What Peter Drucker Would Be Reading
Recent selections from around the web that, we think, would have caught Peter Drucker’s eye:
1. Leadership Lessons From Johann Sebastian Bach: Drawing management principles from music—something Peter Drucker loved to do—Steve Denning writes at Forbes.com about the “overwhelming” musical experience he recently enjoyed: listening to Bach’s Mass in B Minor in the National Cathedral in Washington. “So far as we know, Bach did not set out to compose the work in its entirety,” Denning writes. “Instead he proceeded in an iterative fashion over some 15 years.”

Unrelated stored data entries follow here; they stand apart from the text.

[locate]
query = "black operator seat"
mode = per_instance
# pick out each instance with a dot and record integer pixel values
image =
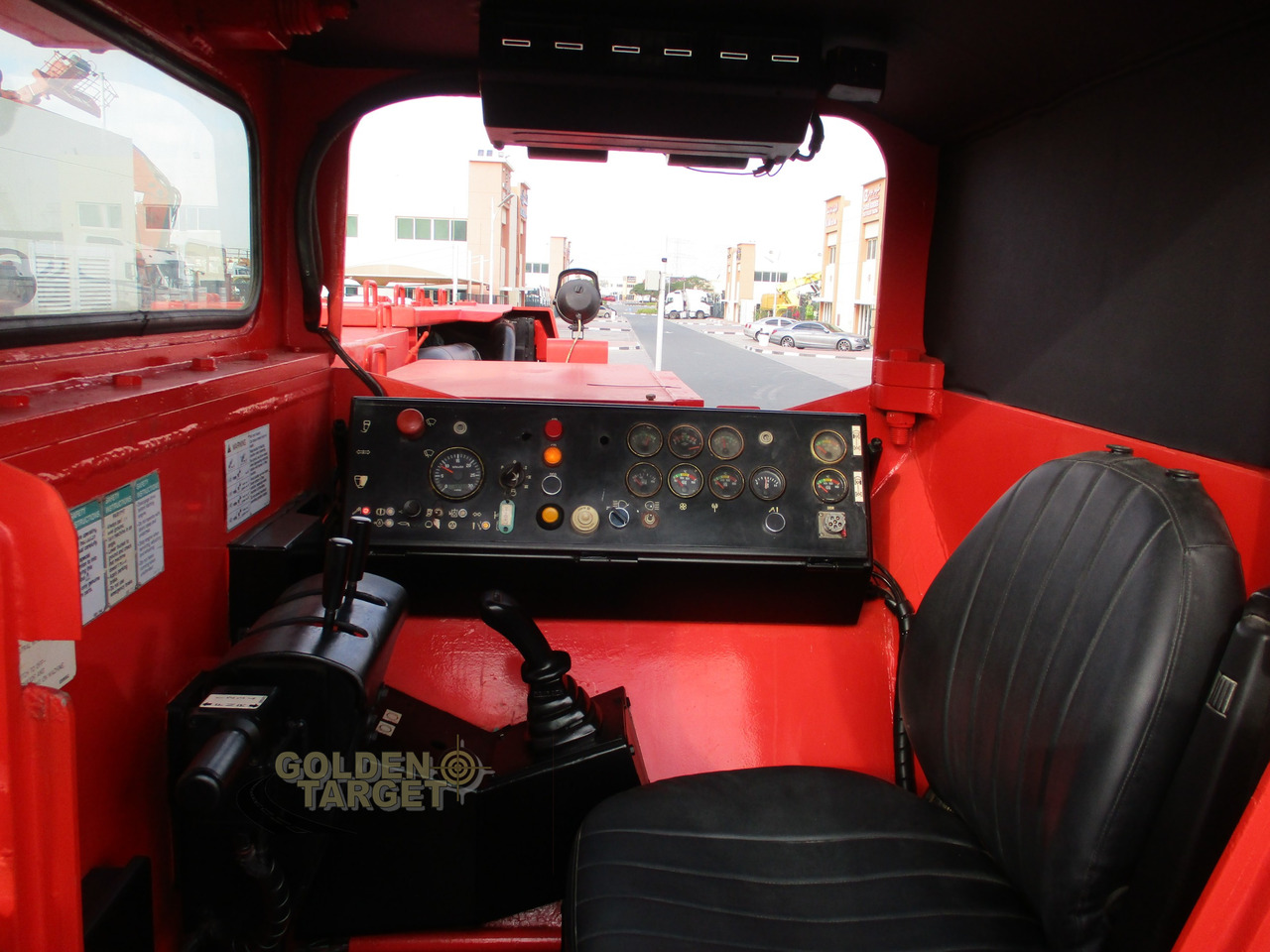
(1052, 678)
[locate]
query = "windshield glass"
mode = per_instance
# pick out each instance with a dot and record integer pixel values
(434, 206)
(122, 189)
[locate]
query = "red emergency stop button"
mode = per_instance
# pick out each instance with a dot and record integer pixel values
(411, 422)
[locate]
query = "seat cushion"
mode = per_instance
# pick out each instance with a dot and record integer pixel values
(1057, 666)
(790, 860)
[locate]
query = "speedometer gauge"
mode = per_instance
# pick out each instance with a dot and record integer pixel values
(644, 480)
(686, 440)
(726, 442)
(828, 447)
(644, 439)
(456, 474)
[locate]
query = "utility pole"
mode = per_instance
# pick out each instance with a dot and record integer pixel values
(661, 316)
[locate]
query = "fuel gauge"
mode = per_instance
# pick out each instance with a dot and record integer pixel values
(726, 442)
(685, 480)
(767, 483)
(644, 480)
(726, 483)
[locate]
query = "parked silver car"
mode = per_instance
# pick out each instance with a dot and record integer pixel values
(817, 334)
(766, 325)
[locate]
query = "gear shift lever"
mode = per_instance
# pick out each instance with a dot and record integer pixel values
(561, 712)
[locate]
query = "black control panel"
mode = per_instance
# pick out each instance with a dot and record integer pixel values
(610, 483)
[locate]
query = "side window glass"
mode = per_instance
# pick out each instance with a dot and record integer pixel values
(123, 190)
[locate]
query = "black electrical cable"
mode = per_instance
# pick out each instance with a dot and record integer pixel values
(362, 373)
(893, 597)
(275, 920)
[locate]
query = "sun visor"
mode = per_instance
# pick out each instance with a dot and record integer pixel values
(566, 81)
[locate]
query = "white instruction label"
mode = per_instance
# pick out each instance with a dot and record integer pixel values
(246, 475)
(91, 543)
(149, 515)
(121, 544)
(234, 702)
(51, 664)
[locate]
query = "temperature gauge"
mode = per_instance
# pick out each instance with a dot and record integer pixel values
(726, 483)
(767, 483)
(829, 486)
(456, 474)
(643, 480)
(686, 440)
(726, 442)
(828, 447)
(685, 480)
(644, 439)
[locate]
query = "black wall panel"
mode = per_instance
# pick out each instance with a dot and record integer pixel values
(1107, 261)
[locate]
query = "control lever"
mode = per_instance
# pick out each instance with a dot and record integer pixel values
(334, 578)
(561, 712)
(359, 535)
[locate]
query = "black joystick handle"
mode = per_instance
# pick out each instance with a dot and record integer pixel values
(203, 784)
(359, 535)
(504, 615)
(334, 578)
(559, 711)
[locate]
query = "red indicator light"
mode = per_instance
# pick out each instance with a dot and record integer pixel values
(411, 422)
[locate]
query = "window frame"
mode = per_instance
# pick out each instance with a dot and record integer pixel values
(28, 330)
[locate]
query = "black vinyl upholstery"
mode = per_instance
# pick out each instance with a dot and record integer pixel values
(1052, 679)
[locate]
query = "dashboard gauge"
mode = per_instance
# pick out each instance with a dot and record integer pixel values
(644, 439)
(685, 480)
(456, 474)
(726, 483)
(767, 483)
(828, 447)
(726, 442)
(644, 480)
(686, 440)
(829, 486)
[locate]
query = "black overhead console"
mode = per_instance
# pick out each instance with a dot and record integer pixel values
(574, 80)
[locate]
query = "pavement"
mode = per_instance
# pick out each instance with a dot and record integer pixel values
(624, 345)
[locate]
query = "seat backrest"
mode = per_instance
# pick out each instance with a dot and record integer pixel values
(1057, 666)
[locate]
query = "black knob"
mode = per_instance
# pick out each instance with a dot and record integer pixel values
(512, 475)
(359, 534)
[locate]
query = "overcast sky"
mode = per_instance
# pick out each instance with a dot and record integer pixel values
(625, 214)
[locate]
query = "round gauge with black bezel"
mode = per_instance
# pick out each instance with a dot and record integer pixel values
(726, 481)
(726, 442)
(686, 440)
(456, 474)
(767, 483)
(829, 486)
(643, 480)
(644, 439)
(828, 445)
(685, 480)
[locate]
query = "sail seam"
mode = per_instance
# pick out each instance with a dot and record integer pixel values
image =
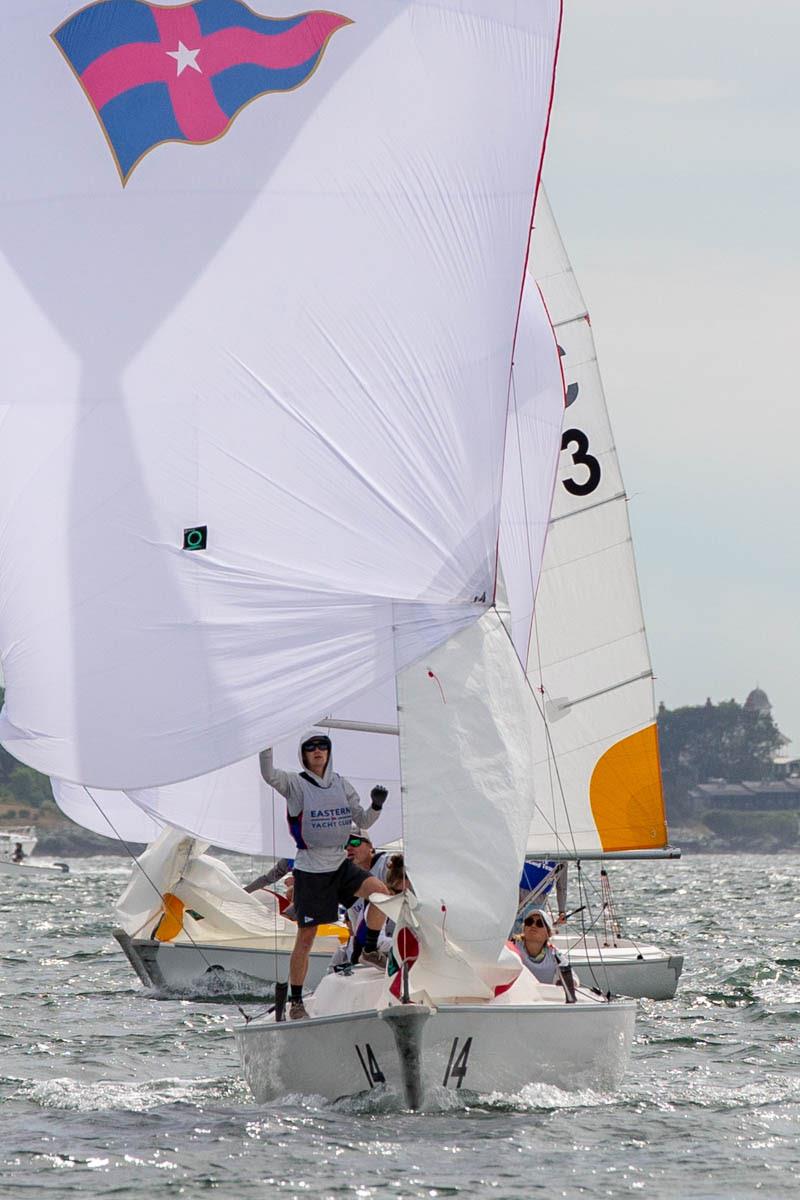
(588, 508)
(603, 691)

2. To Be More Productive, Limit Interruptions: We know how costly interruptions can be during the workday. Researchers say the effects can be worse than those of pulling an all-nighter. But Leslie Brokaw at the MIT Sloan Management Review’s Innovations blog says it’s not enough to stop others from breaking up your concentration, because sometimes you’re the responsible party. “It’s one thing to deal with people who interrupt you,” she writes. “It’s another thing to deal with your own tendency to interrupt yourself.”
3. To Innovate, Turn Your Pecking Order Upside Down: Even the greatest idea with the greatest brain trust can go wrong if you don’t put the right people on the right tasks. Chris Trimble, writing on the HBR Blog, says one thing to which we’re especially resistant is fiddling with established power structures. But if you want to get something truly innovative done, you can’t afford to leave hierarchies untouched: “To build the right kind of team, for any breakthrough innovation effort, you have to think, quite literally, as though you are building a new company from scratch.”
4. The Dx Comment of the Week: In response to our post “The ROI on That Sheepskin,” in which we asked whether a college degree was still worth the increasingly enormous sums required to pay for it, reader Rob Perhamus had this to say:
Will Bill Gates’s projection that technology will reduce a four-year higher-ed degree from $200,000 to $2,000 over the next 10 years come true? Will universities embrace technology or attempt to defend themselves from Adam Smith’s ‘invisible hand’? My opinion is that there is no defense. I would hate to be the person who paid $200,000 for a $2,000 degree.